- Born: 22 July 1981 (age 45) Switzerland
- Genres: Music in advertising; film score;
- Occupations: Musician, vocalist, composer, producer, fashion editor and creative director
- Label: GREAT GARBO music
- Website: greatgarbo.com, norabaldenweg.com

= Nora Baldenweg =

Swiss/Australian female composer

Nora Baldenweg (born 22 July 1981) is a Swiss Australian musician, vocalist, composer, producer and creative director in fashion.
She was the first Swiss female composer to be nominated for the World Soundtrack Awards (Public Choice).

She is a member of the World Soundtrack Academy and the European Film Academy.

== Career ==

Baldenweg has been working as a composer, producer and co-founded the music production company GREAT GARBO in 2004.
She has composed music for over 300 advertising commercials for brands like Sony, Mastercard, Dove (one of the most viewed online ads of all time) and 20 fictional films and TV series.

Many of her most famous works were produced in the context of the trio Diego Baldenweg with Nora Baldenweg and Lionel Baldenweg, comprising herself and her two brothers Diego Baldenweg and Lionel Baldenweg.

Besides her career in music, Baldenweg simultaneously held positions in fashion publishing as editor-at-large/Paris director (Russh),
editor-at-large/Paris director/senior editor (Indie), editor-at-large/fashion features director (Material Girl) and was a contributing writer for Vogue Taiwan, Nylon, Dazed Digital and Wallpaper
In May 2014 she relaunched the Paris-based magazine Modzik as editor-in-chief. In May 2017 she became editor-in-chief of UK-based magazine Lula.

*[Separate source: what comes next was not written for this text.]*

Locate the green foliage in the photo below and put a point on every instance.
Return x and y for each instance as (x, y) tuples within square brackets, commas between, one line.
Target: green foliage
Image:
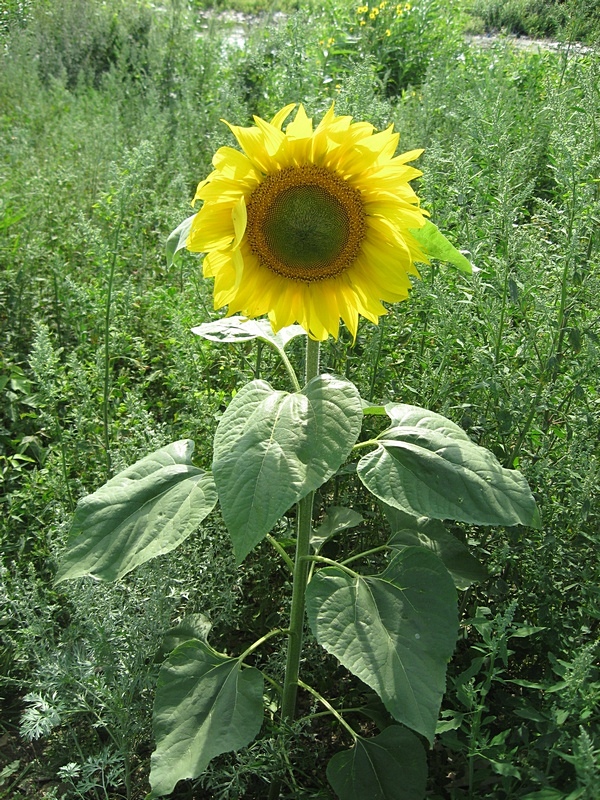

Since 2017 she works as a creative director (fashion) for various brands.

=== Film scores ===

Baldenweg's career in film music has spanned 17 years and her film scores include:

- La femme et le TGV (2016), a Swiss French-language short film directed by Timo von Gunten, starring Jane Birkin.
- The Little Witch (2018 film) (2018), a German fantasy film based on the bestselling children's book by Otfried Preußler and directed by Michael Schaerer, starring Karoline Herfurth.
- Head Full of Honey (2018), an American remake of the 2014 German film of the same name directed by Til Schweiger, starring Nick Nolte, Matt Dillon & Emily Mortimer.
- The Reformer Zwingli (2019), a Swiss biopic drama about Huldrych Zwingli directed by Stefan Haupt, starring Max Simonischek.

Her TV music includes:
- Scores for all episodes of The Unlisted produced by Polly Staniford and Angie Fielder and Itch (TV series) based on the books written by Simon Mayo.

=== Awards ===
In addition to Baldenweg's Swiss Film Academy Award for The Little Witch, she has received a number of awards and nominations.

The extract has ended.